In his sponsorship speech on the confirmation, Senator Juan Miguel Zubiri echoed Diokno’s mantra: “What Congress had appropriated, the Executive should have expended.”
Senator Loren Legarda, a co-sponsor of the confirmation, vouched for Diokno’s “unquestionable competence” and “expertise in the field of economics and extensive experience in introducing reforms in the public sector.
Senator Ralph Recto, another co-sponsor noted that Secretary Diokno “has been involved in preparing or executing 12 national budgets – from the time of typewriters to the age of Twitter – and that alone speaks volumes of his competence for the job”.
Diokno is already on his third tour of duty at the DBM. He has previously been appointed to the Cabinet of Presidents Corazon Aquino and Joseph Estrada. Diokno has also been teaching for more than two decades at the University of the Philippines, as a Professor of Economics. He’s been in government service for 49 years.
All Cabinet officials, as well as presidential appointments to other key positions, require approval from the CA as part of the checks and balances between the executive and the legislative.
Both admirers and critics of President Rody Duterte acknowledge that there is fast momentum of real change and reforms now. In fact, I hear a lot of businesspeople saying that this new administration marks the possible start of a new golden era for foreign and local investors to expand business operations in the Philippines. Here are some reasons why they should invest now:
• Charter change is coming on economic provisions. Moves to finally go forward in reforming the Philippine constitution can bring our investment policies up to par with or even more welcoming than those of our neighbors in ASEAN and Asia, thus boosting the profitability prospects for foreign and local investors. Let us woo more long-term businesses like factories or tourism ventures, not just so-called “hot money” investments.
Negros Occidental Rep. Alfredo “Albee” Benitez, the country’s formerly second wealthiest member of congress next to Manny Pacquiao (now a senator), told me that he and many legislators and businessmen support President Duterte’s Charter change plans, especially the archaic and restrictive economic provisions. Benitez is co-host of the ANC TV show Game Changer, along with his son Javier “Javi” Lopez Benitez.
• Lower taxes on business and personal incomes. Right now, we have among the highest business and personal income tax rates in the region. Reforms to lower these high tax rates will not only boost the attractiveness of doing business in the Philippines for foreign and local investors, it will free up more disposable income among the citizenry and thus boost our consumer spending. I encourage foreign and local investors to already position themselves here in the Philippines, to start businesses or expand before this renewed economic boom.
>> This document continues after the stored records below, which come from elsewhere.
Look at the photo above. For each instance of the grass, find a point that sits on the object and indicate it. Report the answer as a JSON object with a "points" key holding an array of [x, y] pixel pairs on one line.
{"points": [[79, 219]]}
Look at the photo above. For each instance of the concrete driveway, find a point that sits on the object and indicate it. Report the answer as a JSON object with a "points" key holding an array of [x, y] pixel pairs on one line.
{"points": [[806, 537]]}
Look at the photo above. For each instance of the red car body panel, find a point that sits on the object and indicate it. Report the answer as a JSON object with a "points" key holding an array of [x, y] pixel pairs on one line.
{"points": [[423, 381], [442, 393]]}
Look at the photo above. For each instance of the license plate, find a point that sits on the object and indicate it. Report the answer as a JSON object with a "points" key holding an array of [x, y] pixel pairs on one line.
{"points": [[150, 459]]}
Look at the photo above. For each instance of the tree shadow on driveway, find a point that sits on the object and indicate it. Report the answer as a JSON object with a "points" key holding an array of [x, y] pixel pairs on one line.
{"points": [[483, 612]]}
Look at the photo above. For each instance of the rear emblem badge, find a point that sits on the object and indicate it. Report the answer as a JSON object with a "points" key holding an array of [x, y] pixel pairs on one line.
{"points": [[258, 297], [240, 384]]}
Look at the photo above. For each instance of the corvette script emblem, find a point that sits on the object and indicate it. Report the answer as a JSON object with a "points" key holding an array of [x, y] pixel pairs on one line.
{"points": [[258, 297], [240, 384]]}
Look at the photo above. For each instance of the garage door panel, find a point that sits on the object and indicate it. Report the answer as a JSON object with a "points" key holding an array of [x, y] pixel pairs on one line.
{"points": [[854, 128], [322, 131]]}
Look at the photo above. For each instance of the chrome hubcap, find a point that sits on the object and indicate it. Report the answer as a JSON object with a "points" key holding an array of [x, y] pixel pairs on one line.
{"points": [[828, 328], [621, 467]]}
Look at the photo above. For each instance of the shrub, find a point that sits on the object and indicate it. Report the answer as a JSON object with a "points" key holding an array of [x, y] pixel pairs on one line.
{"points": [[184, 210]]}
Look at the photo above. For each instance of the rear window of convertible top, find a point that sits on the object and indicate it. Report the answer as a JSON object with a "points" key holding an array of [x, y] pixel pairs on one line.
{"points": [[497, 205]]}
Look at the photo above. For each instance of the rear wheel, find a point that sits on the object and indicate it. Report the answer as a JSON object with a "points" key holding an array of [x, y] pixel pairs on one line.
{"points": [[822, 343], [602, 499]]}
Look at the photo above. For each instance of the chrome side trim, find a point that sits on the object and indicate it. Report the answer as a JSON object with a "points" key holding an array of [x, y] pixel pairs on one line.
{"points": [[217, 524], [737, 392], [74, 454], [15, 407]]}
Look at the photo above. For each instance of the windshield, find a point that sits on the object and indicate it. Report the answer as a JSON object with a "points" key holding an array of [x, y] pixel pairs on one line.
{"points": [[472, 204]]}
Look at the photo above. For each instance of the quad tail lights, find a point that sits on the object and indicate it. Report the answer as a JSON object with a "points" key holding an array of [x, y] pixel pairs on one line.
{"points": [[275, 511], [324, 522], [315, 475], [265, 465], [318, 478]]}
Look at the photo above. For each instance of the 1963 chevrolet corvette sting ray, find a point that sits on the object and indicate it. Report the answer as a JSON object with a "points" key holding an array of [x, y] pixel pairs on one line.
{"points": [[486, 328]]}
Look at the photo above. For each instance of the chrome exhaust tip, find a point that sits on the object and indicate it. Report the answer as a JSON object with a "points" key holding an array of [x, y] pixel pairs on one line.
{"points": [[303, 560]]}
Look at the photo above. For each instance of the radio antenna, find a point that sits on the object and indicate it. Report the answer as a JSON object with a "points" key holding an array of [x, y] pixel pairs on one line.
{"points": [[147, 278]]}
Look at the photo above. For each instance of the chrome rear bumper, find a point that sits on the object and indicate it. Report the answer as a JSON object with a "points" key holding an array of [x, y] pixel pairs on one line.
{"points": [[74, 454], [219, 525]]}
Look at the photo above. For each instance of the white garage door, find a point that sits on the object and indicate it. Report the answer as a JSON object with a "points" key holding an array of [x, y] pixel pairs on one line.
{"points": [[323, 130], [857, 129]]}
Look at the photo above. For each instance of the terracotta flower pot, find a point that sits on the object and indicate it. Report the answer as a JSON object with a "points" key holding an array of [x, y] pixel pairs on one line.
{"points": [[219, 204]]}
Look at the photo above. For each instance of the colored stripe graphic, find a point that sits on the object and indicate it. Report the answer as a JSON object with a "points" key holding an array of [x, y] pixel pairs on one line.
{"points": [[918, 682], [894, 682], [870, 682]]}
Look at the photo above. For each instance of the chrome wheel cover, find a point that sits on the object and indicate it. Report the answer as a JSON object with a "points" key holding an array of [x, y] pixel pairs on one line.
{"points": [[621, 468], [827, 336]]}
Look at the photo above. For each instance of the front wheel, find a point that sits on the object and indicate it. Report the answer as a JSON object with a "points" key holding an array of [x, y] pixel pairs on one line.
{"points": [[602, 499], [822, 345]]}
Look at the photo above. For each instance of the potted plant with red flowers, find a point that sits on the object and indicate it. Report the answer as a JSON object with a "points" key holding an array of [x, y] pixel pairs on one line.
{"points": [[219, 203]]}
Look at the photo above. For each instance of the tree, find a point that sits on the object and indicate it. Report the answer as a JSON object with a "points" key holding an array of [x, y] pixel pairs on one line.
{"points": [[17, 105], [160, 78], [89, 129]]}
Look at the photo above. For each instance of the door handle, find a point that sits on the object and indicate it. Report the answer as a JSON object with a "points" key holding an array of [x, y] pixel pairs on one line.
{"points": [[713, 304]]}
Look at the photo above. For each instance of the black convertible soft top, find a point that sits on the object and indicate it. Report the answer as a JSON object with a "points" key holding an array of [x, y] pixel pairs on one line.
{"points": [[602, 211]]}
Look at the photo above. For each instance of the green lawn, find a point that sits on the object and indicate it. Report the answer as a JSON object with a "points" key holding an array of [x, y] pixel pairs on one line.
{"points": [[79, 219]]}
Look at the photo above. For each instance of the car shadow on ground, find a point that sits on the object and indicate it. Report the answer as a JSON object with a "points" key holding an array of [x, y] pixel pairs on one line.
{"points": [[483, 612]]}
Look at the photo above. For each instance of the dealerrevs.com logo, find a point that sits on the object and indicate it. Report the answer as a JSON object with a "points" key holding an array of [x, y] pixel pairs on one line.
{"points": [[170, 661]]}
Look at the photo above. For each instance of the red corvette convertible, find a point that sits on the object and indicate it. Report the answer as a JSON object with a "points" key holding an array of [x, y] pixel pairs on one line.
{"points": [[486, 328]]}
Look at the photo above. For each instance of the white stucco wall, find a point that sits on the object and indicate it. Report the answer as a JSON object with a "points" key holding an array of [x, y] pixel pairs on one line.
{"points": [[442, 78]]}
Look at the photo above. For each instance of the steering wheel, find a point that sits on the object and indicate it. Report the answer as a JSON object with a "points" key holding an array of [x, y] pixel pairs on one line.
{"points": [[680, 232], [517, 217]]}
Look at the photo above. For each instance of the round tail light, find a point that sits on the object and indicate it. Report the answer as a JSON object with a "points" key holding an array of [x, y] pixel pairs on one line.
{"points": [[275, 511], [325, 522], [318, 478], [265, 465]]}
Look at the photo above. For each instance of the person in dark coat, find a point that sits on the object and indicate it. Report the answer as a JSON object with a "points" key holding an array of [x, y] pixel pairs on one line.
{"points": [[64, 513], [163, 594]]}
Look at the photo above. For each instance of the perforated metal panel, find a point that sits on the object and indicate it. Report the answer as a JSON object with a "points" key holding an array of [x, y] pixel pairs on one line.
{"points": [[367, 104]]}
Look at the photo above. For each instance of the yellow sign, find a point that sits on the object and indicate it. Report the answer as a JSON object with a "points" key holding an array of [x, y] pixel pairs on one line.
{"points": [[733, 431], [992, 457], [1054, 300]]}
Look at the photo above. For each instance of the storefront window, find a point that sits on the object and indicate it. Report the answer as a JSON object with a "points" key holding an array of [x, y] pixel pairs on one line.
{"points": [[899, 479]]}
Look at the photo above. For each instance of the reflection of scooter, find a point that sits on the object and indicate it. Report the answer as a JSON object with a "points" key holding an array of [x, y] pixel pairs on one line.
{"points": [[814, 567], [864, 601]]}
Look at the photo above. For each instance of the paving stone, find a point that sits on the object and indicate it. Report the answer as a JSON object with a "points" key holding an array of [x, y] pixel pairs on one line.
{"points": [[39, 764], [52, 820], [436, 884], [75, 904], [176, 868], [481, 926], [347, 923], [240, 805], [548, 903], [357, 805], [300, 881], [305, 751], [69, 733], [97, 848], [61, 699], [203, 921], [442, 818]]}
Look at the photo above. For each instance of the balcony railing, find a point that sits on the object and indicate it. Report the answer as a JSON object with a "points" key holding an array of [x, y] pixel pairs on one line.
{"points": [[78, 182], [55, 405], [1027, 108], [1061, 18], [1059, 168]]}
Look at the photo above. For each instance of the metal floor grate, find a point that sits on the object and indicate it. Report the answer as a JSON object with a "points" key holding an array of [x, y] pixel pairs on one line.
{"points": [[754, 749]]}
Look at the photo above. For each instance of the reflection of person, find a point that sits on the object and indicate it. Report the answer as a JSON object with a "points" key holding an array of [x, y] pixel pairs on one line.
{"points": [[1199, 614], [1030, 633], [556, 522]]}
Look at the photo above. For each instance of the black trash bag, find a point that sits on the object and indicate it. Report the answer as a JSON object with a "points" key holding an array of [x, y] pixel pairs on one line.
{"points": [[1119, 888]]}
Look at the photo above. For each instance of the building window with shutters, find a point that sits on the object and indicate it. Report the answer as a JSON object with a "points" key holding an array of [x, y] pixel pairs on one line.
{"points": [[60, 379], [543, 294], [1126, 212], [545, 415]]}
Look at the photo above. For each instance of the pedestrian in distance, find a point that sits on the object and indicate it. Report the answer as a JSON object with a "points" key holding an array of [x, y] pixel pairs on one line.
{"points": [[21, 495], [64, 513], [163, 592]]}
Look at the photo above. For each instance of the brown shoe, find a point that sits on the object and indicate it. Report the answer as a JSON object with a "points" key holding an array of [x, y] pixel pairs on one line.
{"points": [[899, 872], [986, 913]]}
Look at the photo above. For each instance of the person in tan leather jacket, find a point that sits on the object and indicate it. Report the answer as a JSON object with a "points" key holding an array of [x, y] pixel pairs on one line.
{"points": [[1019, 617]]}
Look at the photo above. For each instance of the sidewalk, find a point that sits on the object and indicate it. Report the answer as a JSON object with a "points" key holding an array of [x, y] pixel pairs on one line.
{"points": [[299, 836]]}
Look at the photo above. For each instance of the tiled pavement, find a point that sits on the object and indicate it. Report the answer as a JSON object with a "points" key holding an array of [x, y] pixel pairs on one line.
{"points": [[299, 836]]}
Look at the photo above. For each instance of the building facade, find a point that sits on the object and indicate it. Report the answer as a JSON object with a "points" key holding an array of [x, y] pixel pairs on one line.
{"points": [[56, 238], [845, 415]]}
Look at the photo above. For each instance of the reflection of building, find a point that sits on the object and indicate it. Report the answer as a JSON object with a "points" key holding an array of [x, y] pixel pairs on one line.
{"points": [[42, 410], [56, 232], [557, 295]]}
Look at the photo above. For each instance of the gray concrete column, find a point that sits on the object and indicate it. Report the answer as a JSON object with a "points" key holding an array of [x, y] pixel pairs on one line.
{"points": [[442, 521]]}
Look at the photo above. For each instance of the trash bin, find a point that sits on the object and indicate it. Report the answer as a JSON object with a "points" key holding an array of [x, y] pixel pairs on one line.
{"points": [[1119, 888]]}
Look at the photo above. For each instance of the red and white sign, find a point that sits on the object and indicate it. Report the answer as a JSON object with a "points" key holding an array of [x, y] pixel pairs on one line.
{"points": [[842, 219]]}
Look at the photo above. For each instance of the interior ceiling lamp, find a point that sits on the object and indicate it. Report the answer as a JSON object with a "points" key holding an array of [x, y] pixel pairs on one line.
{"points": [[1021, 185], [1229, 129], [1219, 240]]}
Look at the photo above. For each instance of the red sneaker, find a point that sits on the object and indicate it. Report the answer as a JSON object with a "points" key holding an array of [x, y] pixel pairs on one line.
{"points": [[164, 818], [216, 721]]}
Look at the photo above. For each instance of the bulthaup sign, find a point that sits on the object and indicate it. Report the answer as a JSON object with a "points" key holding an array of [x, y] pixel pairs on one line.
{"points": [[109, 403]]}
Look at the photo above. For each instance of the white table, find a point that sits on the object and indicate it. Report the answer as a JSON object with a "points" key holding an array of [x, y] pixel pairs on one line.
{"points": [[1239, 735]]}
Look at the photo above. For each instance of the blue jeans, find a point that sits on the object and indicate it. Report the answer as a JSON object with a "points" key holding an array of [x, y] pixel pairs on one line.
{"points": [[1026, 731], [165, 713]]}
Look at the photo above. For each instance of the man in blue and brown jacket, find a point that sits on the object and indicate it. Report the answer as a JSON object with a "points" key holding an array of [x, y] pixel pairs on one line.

• Better peace and order. Drastic improvement in peace and order will boost tourism, and thus offer great opportunities for foreign and local investors to expand or go into resorts, hotels, spas and other tourism-related businesses. Dr. James Dy of Pan Pacific Travel Corp., who recently received the PAL Gold Elite Award, said, “If we enjoy a better peace-and-order situation under the reforms of President Duterte, the Philippines will enjoy a golden era of unprecedented growth in the tourism industry.”
Buhay Partylist Congressman Lito Atienza recently told me that he didn’t campaign for Duterte and was actually disappointed that he won decisively as the new president, but this senior minority leader now admitted to me that he is very impressed by President Duterte’s anti-drug and anti-crime campaign. Atienza said, “Better peace and order is good news for the Philippine economy. I am in the opposition in congress, but I am pleasantly surprised and very impressed by President Duterte’s political will to solve the illegal drugs and crime problems. I realize now that it is only Duterte who could do this; not even past presidents have tried to do what he is doing now to end the illegal drugs menace, which will woo investors and tourists.”